Goods and Service tax council
(“GST Council”) in its 27th GST Council Meeting held through video
conferencing on 4th May 2018 finally approved the filing of new
return based on the recommendations of the Group of Ministers on IT to simply
compliance under GST. The key feature of new return is as under:
1. Periodicity: Under the new regime, a single return is required to be
filed by every taxpayer, except few like composition dealer, on monthly basis
unlike multiple returns filing under the existing system. Due date of return
filing will depend upon turnover. A dealer with nil transaction may file a
quarterly return.
2. Under the new system,
uploading of invoices will be unidirectional by the seller. Seller may upload
such invoice at any time during the month and such invoice will be available to
the buyer on a real-time basis. Buyer will not be required upload purchase
invoices separately. HSN of 4 digits or more will be required on all B2B invoices to
achieve uniformity.
3. Simplified return: Based on uploaded sales details, the system will automatically
compute GST liability. The system will automatically calculate Input tax credit
based on sales invoice uploaded by the supplier.
4. In case of default in the
payment of GST by the supplier, credit will not be denied to the buyer.
Recovery of such tax will be made from supplier primarily. However, in certain
cases like non-availability of supplier or discontinuation of business by the
supplier, credit may be disallowed to a buyer.
5. To control misuse of Input
Tax credit, person defaulted in payment of GST will not be allowed to uploaded
sales invoice and accordingly, no credit will be available to the buyer on
purchases made from such supplier. Similar safeguards would be built with
regard to newly registered dealers also.
6. Transition to new GST return will be in 3 stages:
Stage-1: will be the present system of filing of GSTR-1 and GSTR 3B. GSTR-2 and GSTR-3 will continue to suspend. This stage will continue
for not more than 6 months.
Stage-2: In new return, invoice wise sales uploading facility will be
available, however, input tax credit will be available on a self-declaration
basis. This phase will continue for next 6 months.
Stage-3: In this stage, credit will be automatically computed by the
system based on invoices upload by supplier and window for provisional credit
will close.
7. To keep return form simple,
reduced information/content will be required in return.

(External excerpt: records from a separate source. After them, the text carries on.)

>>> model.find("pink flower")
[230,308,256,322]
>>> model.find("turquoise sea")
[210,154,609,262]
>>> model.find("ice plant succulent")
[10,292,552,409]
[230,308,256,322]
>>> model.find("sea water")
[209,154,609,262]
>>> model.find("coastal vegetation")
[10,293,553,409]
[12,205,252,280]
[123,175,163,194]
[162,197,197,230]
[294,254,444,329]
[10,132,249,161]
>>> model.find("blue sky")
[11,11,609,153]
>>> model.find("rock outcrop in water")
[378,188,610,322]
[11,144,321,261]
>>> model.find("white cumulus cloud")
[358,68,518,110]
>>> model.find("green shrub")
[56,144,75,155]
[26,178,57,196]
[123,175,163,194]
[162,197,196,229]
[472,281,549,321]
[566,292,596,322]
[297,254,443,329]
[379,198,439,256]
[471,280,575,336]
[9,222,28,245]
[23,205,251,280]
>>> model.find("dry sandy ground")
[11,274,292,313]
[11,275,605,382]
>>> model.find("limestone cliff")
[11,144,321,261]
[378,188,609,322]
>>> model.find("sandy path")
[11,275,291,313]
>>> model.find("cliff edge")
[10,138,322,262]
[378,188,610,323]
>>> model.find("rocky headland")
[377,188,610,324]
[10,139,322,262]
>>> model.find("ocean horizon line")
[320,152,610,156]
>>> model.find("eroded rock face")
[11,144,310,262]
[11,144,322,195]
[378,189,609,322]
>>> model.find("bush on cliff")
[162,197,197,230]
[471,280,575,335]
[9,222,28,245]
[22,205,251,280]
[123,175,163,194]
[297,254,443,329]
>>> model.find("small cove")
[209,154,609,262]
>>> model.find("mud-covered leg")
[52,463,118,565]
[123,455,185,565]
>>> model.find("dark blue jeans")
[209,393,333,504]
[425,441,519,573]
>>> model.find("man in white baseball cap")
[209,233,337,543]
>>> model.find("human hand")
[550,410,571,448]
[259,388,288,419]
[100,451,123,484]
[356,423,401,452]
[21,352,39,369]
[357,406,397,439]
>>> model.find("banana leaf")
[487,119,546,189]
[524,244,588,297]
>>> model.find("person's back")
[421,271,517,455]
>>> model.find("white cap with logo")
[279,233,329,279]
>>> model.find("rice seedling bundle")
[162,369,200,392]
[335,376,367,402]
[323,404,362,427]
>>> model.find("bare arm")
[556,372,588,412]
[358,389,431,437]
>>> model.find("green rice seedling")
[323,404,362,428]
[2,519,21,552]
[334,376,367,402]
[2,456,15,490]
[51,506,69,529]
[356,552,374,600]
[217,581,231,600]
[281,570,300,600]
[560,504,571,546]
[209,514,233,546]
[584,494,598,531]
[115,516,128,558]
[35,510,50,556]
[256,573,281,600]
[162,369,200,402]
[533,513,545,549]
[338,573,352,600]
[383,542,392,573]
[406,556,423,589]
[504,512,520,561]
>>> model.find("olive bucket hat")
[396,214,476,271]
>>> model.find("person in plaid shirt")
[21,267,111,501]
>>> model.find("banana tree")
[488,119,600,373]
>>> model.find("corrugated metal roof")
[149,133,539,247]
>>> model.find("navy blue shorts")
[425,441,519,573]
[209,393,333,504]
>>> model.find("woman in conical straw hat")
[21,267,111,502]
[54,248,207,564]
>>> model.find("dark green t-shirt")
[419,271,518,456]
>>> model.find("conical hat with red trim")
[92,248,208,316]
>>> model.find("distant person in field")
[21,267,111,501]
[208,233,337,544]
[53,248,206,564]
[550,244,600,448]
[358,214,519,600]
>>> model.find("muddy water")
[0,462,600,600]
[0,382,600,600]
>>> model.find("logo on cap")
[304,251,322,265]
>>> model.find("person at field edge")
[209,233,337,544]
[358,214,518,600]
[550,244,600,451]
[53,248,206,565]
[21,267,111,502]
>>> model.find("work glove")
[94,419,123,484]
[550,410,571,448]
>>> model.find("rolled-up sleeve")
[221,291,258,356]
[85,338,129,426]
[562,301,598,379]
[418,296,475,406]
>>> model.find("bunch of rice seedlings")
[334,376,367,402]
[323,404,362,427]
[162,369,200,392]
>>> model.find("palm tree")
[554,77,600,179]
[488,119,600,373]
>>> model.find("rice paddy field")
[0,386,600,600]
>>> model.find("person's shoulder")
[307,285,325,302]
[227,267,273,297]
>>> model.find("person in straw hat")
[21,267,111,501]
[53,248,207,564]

Apart from above, GST council
in 27th GST Council Meeting has decided to make Goods and service tax network-
Special Purpose vehicle (GSTN-SPV) a government body by increasing its stake in
it from 49% to 100%. Presently, 49% equity in GSTN is held by the government
(24.5% each by the state government and center government) and rest 51% equity
is held by non-government institutions.
Further to promote digital
transaction, the Council has discussed a proposal of a concession of
2% in GST rate [if GST rate is
3% or more] on B2C supplies, if payment is made for such supply through cheque
or digital mode, subject to a ceiling of Rs. 100 per transaction. However, it
is yet to be approved.
Keeping in view the record
production of sugar in the current sugar season, and consequent depressed sugar
prices and build-up of sugarcane arrears, the Council discussed the issue of
imposition of sugar cess over and above 5% GST and reduction in GST rate on
ethanol. However, it is yet to be approved.